A Rolando le quedaban algu­nas municiones periodísti­cas y soltaría una compleja para el chapista. Supuso que en esta podría encon­trar algún vestigio que Max no contaba toda la verdad y estaría de alguna manera vinculado al grupo de Wil­son.

-¿Y por qué razón trajeron el vehículo de tan lejos, ¿qué te dijo él?

-Y me dijo para traer y yo le dije por qué no llevamos a la empresa. Y el tipo me dijo, no. Después nomás que él hable contigo.

-¿Y dónde está Wilson?, ¿le preguntaste? –retrucó Rodi.

-Le pregunté por él y me dijo: “No puedo decirte ahora dónde está, te voy a decir cuando vuelva”.
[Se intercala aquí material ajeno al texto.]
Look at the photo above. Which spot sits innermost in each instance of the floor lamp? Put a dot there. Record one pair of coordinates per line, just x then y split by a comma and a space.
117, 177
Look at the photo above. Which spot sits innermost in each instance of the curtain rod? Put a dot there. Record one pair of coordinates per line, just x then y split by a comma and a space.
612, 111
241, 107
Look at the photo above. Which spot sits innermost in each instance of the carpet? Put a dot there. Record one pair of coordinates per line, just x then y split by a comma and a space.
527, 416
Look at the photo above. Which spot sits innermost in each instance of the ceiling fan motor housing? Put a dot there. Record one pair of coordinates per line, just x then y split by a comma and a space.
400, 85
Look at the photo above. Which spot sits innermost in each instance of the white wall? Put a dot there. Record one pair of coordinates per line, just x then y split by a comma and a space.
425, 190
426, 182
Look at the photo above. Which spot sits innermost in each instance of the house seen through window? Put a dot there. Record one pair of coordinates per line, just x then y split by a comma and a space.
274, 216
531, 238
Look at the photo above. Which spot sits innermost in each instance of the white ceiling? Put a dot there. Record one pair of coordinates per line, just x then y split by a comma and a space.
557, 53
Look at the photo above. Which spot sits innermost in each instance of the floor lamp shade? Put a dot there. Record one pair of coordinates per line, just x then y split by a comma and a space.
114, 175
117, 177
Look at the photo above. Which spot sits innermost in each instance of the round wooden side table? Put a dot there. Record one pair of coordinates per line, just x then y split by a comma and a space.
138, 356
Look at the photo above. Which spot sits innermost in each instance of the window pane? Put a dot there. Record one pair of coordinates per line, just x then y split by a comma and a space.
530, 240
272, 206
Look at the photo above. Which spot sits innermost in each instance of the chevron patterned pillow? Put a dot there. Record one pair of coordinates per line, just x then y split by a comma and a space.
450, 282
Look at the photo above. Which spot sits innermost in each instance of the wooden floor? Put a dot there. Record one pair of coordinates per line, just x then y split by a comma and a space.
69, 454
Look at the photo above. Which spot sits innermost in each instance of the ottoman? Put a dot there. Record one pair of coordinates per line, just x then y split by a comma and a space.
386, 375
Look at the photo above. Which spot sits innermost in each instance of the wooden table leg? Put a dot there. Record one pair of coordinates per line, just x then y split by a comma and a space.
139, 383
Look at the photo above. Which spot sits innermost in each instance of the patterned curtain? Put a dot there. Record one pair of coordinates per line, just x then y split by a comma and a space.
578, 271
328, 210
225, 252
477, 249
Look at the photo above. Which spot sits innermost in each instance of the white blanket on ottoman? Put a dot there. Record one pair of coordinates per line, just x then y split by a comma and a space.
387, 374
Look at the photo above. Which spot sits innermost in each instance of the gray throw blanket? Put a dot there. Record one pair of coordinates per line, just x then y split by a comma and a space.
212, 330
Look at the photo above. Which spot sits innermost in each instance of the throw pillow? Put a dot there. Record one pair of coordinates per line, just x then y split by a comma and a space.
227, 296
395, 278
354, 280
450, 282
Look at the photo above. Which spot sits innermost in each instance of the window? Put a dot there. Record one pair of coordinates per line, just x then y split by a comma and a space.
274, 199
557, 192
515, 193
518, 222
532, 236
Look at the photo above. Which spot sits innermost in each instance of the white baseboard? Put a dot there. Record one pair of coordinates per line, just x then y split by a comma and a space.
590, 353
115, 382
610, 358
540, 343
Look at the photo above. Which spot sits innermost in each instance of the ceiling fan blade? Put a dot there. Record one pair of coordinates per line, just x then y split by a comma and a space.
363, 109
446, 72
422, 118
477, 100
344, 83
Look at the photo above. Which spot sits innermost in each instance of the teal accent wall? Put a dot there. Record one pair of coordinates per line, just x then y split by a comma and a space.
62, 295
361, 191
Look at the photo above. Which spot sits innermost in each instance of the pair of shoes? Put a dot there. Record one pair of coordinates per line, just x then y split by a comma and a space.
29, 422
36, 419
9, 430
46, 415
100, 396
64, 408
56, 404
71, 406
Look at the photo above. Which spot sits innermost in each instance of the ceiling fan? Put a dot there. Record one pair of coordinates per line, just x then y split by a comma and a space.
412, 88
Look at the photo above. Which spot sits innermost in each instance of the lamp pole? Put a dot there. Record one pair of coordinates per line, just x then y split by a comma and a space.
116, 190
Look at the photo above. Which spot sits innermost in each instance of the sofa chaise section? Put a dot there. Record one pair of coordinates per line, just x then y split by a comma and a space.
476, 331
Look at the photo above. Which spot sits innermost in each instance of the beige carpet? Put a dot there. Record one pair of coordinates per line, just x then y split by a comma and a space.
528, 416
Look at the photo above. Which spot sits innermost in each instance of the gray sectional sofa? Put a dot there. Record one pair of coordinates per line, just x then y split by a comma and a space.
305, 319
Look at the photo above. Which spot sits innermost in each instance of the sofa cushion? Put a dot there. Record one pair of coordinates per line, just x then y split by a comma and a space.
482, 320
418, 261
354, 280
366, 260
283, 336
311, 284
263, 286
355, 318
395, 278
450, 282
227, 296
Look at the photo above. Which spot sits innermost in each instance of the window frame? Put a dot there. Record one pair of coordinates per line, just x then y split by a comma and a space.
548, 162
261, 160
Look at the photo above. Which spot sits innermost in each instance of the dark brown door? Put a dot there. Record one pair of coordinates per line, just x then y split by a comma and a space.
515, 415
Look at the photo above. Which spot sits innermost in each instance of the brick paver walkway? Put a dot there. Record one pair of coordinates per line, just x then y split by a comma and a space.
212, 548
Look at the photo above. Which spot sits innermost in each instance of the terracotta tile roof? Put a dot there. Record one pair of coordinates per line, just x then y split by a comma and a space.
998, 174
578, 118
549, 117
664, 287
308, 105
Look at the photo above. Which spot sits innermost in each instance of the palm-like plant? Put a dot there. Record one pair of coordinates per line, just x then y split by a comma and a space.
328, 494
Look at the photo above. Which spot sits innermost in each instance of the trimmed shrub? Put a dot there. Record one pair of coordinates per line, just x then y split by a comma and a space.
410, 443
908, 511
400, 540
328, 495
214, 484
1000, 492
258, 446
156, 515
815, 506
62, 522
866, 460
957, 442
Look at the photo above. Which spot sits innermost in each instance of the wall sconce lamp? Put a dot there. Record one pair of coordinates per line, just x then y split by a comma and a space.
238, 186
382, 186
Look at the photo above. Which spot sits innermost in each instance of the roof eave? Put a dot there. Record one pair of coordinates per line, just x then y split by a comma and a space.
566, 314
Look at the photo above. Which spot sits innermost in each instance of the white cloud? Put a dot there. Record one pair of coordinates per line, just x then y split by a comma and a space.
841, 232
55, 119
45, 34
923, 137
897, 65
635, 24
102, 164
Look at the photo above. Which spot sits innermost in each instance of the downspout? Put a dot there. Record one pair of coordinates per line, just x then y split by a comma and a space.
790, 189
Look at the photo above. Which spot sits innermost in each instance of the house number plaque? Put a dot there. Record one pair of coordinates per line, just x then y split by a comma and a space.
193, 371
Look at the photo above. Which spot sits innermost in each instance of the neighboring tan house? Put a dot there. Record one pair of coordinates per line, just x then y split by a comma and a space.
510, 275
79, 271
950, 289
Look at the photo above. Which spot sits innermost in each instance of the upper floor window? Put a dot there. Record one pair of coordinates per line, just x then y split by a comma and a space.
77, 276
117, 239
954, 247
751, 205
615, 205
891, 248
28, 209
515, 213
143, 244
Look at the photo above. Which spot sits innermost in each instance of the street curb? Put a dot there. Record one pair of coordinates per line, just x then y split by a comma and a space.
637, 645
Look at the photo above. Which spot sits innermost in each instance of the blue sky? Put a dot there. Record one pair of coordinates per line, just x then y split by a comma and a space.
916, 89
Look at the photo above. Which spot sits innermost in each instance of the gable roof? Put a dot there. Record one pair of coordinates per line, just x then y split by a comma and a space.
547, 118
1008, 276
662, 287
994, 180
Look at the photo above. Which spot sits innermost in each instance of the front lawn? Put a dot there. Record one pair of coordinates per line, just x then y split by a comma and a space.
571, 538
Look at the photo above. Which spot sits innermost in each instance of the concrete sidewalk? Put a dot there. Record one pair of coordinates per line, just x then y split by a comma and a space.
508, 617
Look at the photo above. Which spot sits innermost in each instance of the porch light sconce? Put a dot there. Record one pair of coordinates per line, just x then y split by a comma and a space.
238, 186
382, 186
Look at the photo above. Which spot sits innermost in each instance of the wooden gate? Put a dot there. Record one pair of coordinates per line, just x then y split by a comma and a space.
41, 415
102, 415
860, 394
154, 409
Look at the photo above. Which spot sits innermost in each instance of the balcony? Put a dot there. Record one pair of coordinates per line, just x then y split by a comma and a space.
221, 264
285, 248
La ronda concluyó. De alguna manera Rolando entendió que Max ya no repetiría ante la cámara de la televisión el nombre de Wilson, quizás por temor o por pacto. Eso no podrá saberlo. El periodista creyó suficiente todo lo que recabó hasta ese momento y al igual que los investiga­dores aquel hilo conductor de los policías, los herma­nos Sanabria y Julia, volvía a sujetarse a la muerte del ingeniero forestal.

WILSON, LA CLAVE

La pista del automóvil devol­vió a los investigadores la posibilidad de retomar su intención de ir contra Wil­son, ya que debían detenerlo. El cruce de llamadas no era suficiente para tenerlo dete­nido en las primeras sema­nas de la investigación, pero su realidad les mostraba otra cosa. Contaban con el testi­monio del chapista Max y las manchas de sangre en el automóvil. Si estas muestras resultan ser las mismas que se encontraron en la propie­dad de Johan serán pruebas irreversibles para el agente corrupto, no podrá escapar esta vez. Así que reactivaron los allanamientos y se con­centraron en dos puntos.

Aldama Cañada, en el kiló­metro 24 de la Ruta II, barrio San Miguel de la ciudad de Capiatá, a unos 21 kilóme­tros de la capital. Aquí vivía un familiar de Wilson. Fue lo más cercano que encontra­ron los investigadores entre el taller de chapería y la casa de Johan.

Los agentes creían que en el atraco se utilizó inteli­gencia policiaca, es decir, lo planificaron pensando como agentes. Tener pun­tos de confianza cerca para abastecerse y aguardar por refuerzos en caso de ser necesario. Algo que para ese efecto quizás era indis­pensable, pero es inherente al uniformado su forma de actuar. El otro sitio donde iban a ejecutar allanamien­tos judiciales era en el barrio Tacuatí de Villeta, donde encontrarían el automóvil. Debían descartar que más personas estén involucradas en la protección de Wilson tras el atraco. Ambas ope­raciones se extendieron por horas, hasta la madrugada del 15 de setiembre.

En la mañana de ese mismo día, el grupo de trasnochados agentes y la fiscal llegaron a la casa de la suegra del policía Wilson Martínez y ¡bingo!

La noche de desvelo ten­dría su premio. Bajo el col­chón de una de las preca­rias habitaciones como reserva de un banco, y sin ser dinero, estaba el botín que buscaban.